Tahun 2018 ditutup dengan penuh kesuraman bagi kelas penguasa. Pada minggu-minggu akhir tahun lalu bursa-bursa saham dunia anjlok. S&P 500 anjlok 9% dan Dow anjlok 8.7% pada bulan Desember, yang merupakan bulan Desember paling parah sejak 1931. Indeks FTSE All-World, yang merekam ribuan saham di banyak pasar, terpangkas 12% tahun ini. Ini merupakan performa terburuk sejak krisis finansial global 10 tahun yang lalu.
Tiongkok, yang selama beberapa tahun terakhir adalah lokomotif utama perekonomian dunia, kian melambat pertumbuhannya. Bursa Shanghai Composite pada 2018 merosot 25%. Aktivitas pabrik menurun, yang diperparah oleh perang dagang dengan AS. Tidak hanya itu, kebijakan pemerintahan China untuk menahan ekspansi kredit yang telah kelewat batas juga memperlambat laju ekonomi negeri tirai bambu ini.
Para ahli ekonomi telah memperingatkan bahwa sebuah resesi besar sedang dipersiapkan. Siklus boom-and-bust akan terulang kembali, tetapi masalahnya kali ini tidak pernah ada boom setelah krisis 2008 yang sangat dalam.
Kesuraman ini tidak hanya terlihat dalam ranah ekonomi, tetapi juga politik. Kongres AS tidak bisa mencapai kesepakatan mengenai anggaran. Trump dan kaum Republiken meminta anggaran 5 miliar dolar AS untuk membangun Tembok Perbatasan, yang ditolak oleh Partai Demokrat. Kebuntuan ini berujung pada penutupan sebagian pemerintahan AS, yang telah berlangsung hampir 2 minggu. 800 ribu pegawai negeri kini menganggur dan tidak mendapat upah.
Di Inggris, proses Brexit (keluarnya Inggris dari Uni Eropa) berlangsung dengan sangat tegang. Partai yang berkuasa, Partai Konservatif, terpecah. Theresa May, sang perdana menteri, hampir saja ditumbangkan oleh kolega-kolega separtainya yang membangkang karena tidak sepakat dengan hasil negosiasi Brexit. Kekacauan Brexit ini membuat perekonomian Inggris ada di tepi jurang resesi, yang sudah mulai terlihat dengan merosotnya mata uang poundsterling. Yang akhirnya jadi korban adalah rakyat pekerja.

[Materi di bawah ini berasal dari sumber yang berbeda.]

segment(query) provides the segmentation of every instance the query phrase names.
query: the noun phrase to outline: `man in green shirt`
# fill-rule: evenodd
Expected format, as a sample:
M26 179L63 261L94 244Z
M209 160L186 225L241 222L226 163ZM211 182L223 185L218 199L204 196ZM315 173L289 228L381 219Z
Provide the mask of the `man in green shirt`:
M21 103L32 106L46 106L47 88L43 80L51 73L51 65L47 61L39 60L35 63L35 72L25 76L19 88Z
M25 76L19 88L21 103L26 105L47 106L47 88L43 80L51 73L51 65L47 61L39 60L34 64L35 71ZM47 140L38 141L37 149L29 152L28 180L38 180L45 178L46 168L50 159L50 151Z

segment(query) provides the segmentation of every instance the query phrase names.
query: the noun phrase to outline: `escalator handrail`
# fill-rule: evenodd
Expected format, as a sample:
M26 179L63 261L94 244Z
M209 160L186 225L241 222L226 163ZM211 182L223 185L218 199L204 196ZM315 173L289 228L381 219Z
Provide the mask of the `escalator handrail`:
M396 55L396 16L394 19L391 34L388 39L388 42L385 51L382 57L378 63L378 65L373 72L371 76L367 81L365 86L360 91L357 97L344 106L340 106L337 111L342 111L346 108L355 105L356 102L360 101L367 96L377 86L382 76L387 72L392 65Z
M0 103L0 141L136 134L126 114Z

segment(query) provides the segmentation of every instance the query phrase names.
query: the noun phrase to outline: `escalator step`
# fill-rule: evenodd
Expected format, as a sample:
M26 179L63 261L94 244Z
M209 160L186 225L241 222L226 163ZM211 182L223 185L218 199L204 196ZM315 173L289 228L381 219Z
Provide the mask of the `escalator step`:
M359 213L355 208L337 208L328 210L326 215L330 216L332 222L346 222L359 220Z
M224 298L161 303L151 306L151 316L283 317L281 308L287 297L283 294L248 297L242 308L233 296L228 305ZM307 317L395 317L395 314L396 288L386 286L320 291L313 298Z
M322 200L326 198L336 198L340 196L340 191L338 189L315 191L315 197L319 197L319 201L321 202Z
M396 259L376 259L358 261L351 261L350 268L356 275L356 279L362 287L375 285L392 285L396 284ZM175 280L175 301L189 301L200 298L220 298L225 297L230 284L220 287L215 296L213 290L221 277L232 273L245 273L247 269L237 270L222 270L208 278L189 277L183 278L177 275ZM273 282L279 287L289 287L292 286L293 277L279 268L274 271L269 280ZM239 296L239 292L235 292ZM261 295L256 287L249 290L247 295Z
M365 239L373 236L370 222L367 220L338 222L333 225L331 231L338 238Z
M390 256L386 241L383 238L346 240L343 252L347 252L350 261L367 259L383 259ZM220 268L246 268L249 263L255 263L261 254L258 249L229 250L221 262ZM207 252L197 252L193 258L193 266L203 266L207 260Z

Di tengah kesuraman ini rakyat pekerja Prancis memberi kita semua sebuah harapan, sebuah cahaya di tengah kegelapan. Gerakan Rompi Kuning menjadi pengingat akan tradisi revolusioner rakyat Prancis. Ratusan ribu turun ke jalan berhadap-hadapan dengan polisi dan pentungan mereka tanpa rasa takut. Mereka memrotes naiknya biaya hidup yang semakin tidak terjangkau. Keberanian mereka berhasil memukul mundur rejim Macron dan memaksanya memberikan sejumlah konsesi. Gerakan Rompi Kuning mengingatkan kita akan pentingnya aksi massa yang militan kalau rakyat pekerja ingin dapat menang.
Tahun 2019 menyimpan lebih banyak lagi kejutan ekonomi dan politik, yang merupakan watak dari sistem kapitalisme yang sedang sakit-sakitan ini. Kaum buruh dan muda revolusioner, oleh karenanya, punya satu tugas mulia: tumbangkan sistem ini. Tidak ada jalan lain bagi rakyat pekerja seluruh dunia selain sosialisme. Selama kapitalisme masih berjaya, selama itu pula kehidupan rakyat jelata akan terombang-ambing oleh krisis dan semua konsekuensi yang datang darinya. Kita dihadapkan oleh pilihan sosialisme atau barbarisme. Dan sungguh bagi banyak rakyat pekerja barbarisme telah menjadi kenyataan yang terlalu riil.
Oleh karenanya, kami serukan kepada semua kaum muda dan buruh revolusioner, berhimpunlah di bawah panji sosialisme. Tidak ada masa depan bagi buruh, tani dan kaum miskin kota di bawah kapitalisme, dan bahkan tidak ada masa depan bagi kapitalisme sama sekali. Mereka-mereka yang ingin menapak masa depan hanya akan dapat melangkah maju dengan perspektif sosialisme.